The majority of our sample of middle school struggling readers not only exhibited difficulty reading for understanding, but also faced difficulties in more basic word level reading skills. This is not to imply that reading intervention with older students should only focus on word decoding and fluency skills, but rather the majority of students will require interventions that address several components of reading. An exclusive focus on comprehension strategies may benefit the relatively small subgroup of students without difficulties in additional areas, though the present results do suggest that even if comprehension difficulties are identified, evaluation of additional components would clearly hold benefit in terms of developing the most effective multi-component approach. It may be that within a given setting, some types of students may be more or less common, and for schools and students with strong reading instruction backgrounds, students with specific comprehension difficulties may comprise the bulk of students who need additional assistance. However, in our large and diverse sample, the rate of overlap among different types of difficulties was strong, and these results are likely to generalize to other settings, particularly larger school districts.
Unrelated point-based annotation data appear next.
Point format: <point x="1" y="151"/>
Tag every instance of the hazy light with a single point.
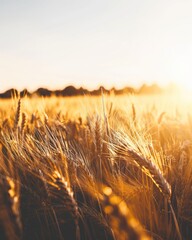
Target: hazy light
<point x="93" y="43"/>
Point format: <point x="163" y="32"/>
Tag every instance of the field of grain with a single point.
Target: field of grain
<point x="96" y="168"/>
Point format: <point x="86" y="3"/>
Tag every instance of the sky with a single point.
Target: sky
<point x="55" y="43"/>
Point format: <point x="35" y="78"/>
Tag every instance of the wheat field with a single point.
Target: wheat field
<point x="96" y="168"/>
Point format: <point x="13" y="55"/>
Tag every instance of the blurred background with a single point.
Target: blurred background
<point x="54" y="44"/>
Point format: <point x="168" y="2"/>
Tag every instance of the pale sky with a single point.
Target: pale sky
<point x="54" y="43"/>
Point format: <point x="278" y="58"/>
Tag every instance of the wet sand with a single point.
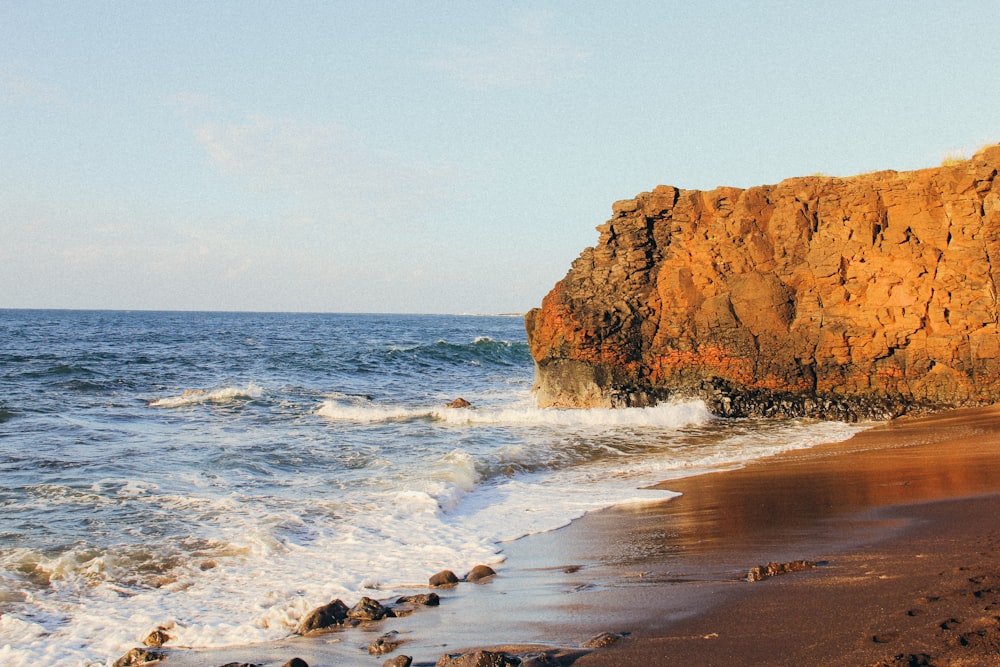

Finding that multiple reading component processes are evident for adolescent struggling readers is not new although the present study does further our understanding of how such components might be related to one another, and their overlap. There have been several reviews and meta-analyses of interventions for adolescent struggling readers (Edmonds et al., 2009; Gersten, Fuchs, Williams, & Baker, 2001; Mastropieri, Scruggs, & Graetz, 2003; Swanson, 1999; Swanson and Hoskyn, 2001; Vaughn, Gersten, & Chard, 2000). Even year-long interventions are not always robustly effective for struggling readers in the older age group, particularly for reading comprehension (e.g., Corrin, Somers, Kemple, Nelson, & Sepanik, 2008; Denton, Wexler, Vaughn, & Bryan, 2008; Kemple et al., 2008; Vaughn, Denton, et al. 2010b; Vaughn, Wanzek, et al. 2010c). Because reading comprehension involves general language/vocabulary skills and background knowledge in addition to decoding and fluency, the extent to which these factors are employed (or are successful) may differ in struggling and typical readers. Vaughn, Denton, et al. (2010b) and Vaughn, Wanzek, et al. (2010c) noted that the older readers in their study came from high-poverty backgrounds and exhibited significantly low levels of understanding of word meanings, background knowledge, concepts, and critical thinking. These types of findings highlight the significant challenges faced when seeking to substantially improve comprehension skills in older struggling readers, particularly when comprehension difficulties arise from a variety of sources. Effective routes to improving reading comprehension include targeting a variety of texts, utilizing cognitive strategies, particularly when strategy instruction is explicit and overt (Fagella-Luby & Deshler, 2008). The present study would also implicate the need to focus on more basic processes, as needed in struggling readers, even if identified as having comprehension difficulties. Further study can also help elucidate whether there is some “sufficient” criterion in either decoding or fluency that is needed in order to benefit from specific reading comprehension strategies.

Conclusion

These results show that the majority of middle school students with reading difficulties demonstrate reading problems that include word level reading, fluency, and comprehension. Sources of reading difficulties in middle school students are diverse, supporting the development of interventions that integrate instruction in accuracy, fluency, and comprehension. Such interventions also permit teachers to differentiate according to different student needs. Finally, the results suggest that simple screenings of accuracy and fluency, along with the broad based measures that are typically used at the state or district accountability level, may be essential for pinpointing the sources of reading difficulties and the nature and level of intensity of intervention needed.